Ce qui est réaliste et ce qui ne l'est pas. Parlons donc de la réalité, qui est en même temps encourageante et préoccupante. Encourageante en raison des potentialités illimitées de ce continent et de la vitalité de ses populations. Le Brésil est devenu une grande puissance mondiale ; l'Argentine pourrait suivre un chemin analogue ; les relations UE/ Mexique recevront prochainement un nouveau coup de fouet ; d'autres pays se réveillent. Préoccupante, car la gravité de certains conflits entrave le fonctionnement de groupements régionaux qui n'existent que sur le papier et rend impossible la conclusion des accords multilatéraux qui avaient été envisagés. Ce qui marche, ce sont les accords avec des pays individuels (Chili, Mexique) ou avec des groupements de pays de dimensions modestes (Caricom). Avec la Communauté andine, on est bien obligé de s'orienter vers des accords pays par pays, tellement les divergences entre Bolivie, Colombie, Equateur et Pérou sont vives et les conflits aigus, aussi bien politiques et militaires que territoriaux.

L'accord le plus important, celui avec le Mercosur (Brésil, Argentine, Uruguay, Paraguay et bientôt Venezuela) subsiste en tant qu'objectif mais sa conclusion sous la forme prévue est illusoire. La «déclaration commune» approuvée à l'issue de la rencontre du 17 mai entre les deux parties est d'un vide total. Elle réaffirme les principes et les objectifs du Traité de Madrid de 1995 en direction d'une coopération politique, économique et commerciale, en exprimant l'intention d'élargir cette coopération aux domaines des infrastructures, des sources d'énergie renouvelables et de la science/technologie.
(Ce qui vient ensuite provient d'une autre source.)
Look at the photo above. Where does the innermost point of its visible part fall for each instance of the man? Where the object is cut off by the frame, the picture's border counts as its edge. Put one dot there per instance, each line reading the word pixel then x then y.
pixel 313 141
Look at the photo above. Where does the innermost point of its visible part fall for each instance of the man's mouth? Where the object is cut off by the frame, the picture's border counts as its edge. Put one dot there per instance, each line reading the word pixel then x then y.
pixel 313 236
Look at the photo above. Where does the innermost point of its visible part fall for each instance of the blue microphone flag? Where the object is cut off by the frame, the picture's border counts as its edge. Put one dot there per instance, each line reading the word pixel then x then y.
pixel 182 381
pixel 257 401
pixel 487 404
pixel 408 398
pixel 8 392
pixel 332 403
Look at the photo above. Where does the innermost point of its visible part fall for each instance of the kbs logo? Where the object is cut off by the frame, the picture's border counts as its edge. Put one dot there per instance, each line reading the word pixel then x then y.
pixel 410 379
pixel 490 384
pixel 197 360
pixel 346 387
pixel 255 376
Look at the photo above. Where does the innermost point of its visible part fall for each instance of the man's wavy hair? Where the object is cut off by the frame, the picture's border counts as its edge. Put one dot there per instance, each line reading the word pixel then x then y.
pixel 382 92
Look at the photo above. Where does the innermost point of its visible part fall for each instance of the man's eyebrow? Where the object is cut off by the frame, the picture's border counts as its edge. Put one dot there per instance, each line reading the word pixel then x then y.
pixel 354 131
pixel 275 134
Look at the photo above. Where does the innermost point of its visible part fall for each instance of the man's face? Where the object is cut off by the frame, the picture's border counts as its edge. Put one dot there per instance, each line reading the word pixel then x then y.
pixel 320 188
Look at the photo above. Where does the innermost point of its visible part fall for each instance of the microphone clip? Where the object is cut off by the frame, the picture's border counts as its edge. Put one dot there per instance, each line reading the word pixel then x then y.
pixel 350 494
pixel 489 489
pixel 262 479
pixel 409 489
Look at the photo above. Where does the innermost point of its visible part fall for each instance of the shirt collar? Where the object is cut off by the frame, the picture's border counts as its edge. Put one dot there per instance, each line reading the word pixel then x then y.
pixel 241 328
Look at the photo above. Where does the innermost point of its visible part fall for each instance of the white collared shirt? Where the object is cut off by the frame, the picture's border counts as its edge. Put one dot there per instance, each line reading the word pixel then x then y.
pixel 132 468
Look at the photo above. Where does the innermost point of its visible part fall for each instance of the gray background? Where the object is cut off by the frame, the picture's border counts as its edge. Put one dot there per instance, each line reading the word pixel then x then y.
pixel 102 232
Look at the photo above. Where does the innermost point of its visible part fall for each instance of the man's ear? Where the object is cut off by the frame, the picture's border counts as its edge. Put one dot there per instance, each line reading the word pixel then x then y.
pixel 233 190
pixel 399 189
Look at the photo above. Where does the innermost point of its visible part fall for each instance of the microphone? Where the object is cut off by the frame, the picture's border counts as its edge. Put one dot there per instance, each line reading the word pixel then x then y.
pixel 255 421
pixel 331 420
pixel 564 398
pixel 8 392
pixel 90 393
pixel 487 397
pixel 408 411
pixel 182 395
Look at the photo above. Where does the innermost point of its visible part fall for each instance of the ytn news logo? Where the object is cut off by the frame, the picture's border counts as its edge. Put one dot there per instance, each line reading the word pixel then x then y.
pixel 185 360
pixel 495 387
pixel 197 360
Pour l'aspect commercial, la déclaration se limite à souhaiter une conclusion positive et équilibrée du Doha round ; l'idée de créer une zone de libre-échange n'est même plus évoquée, ce qui est un signe de sagesse, et la conclusion est modeste: les deux parties soulignent l'importance d'un accord UE/Mercosur ambitieux et équilibré et confirment leur engagement à conclure les négociations «aussi rapidement que les conditions le permettent»

Saisir les opportunités. Qu'est-ce qui rend velléitaires les ambitions des accords entre l'UE et les groupements de pays latino-américains tels qu'ils avaient été envisagés ? De tels accords ne sont possibles que si ces groupements fonctionnent, sont stables et disposent de règles et institutions communes. C'est la même constatation que cette rubrique répète depuis des années à propos de la mythique zone de libre-échange euro-méditerranéenne, qui ne peut pas exister aussi longtemps que les pays de l'autre rive ne l'auront pas réalisée entre eux. Un accord UE/Mercosur est possible avec des ambitions modérées, en tant que cadre pour quelques actions communes, mais il est irréaliste de s'imaginer que le Mercosur devienne une sorte d'Union européenne et que le Brésil confie à une institution commune (présidée à tour de rôle par les cinq Etats membres) la responsabilité de négocier avec l'UE le libre-échange, la coopération énergétique, les problèmes des biocarburants ou de l'Amazonie, et ainsi de suite. Des pays comme le Brésil et l'Argentine cherchent leur voie et discutent de leurs problèmes avec l'UE sur le plan bilatéral ; les institutions du Mercosur n'ont aucun rôle, les pays moins importants en sont conscients et ne font pas confiance à de telles institutions pour la défense de leurs intérêts spécifiques. Quant à la Communauté andine, la situation est connue, inutile d'insister.

Les institutions européennes, avec la Commission et le Parlement européen en tête, doivent abandonner les anciens schémas et la rhétorique, tenir compte des réalités et des résultats positifs des accords avec le Mexique et le Chili, être conscients que les problèmes euro-brésiliens doivent être négociés sur le plan bilatéral. Les possibilités sont très larges si on les saisit correctement. Rendez-vous demain pour quelques considérations supplémentaires dans cette direction. (F.R.)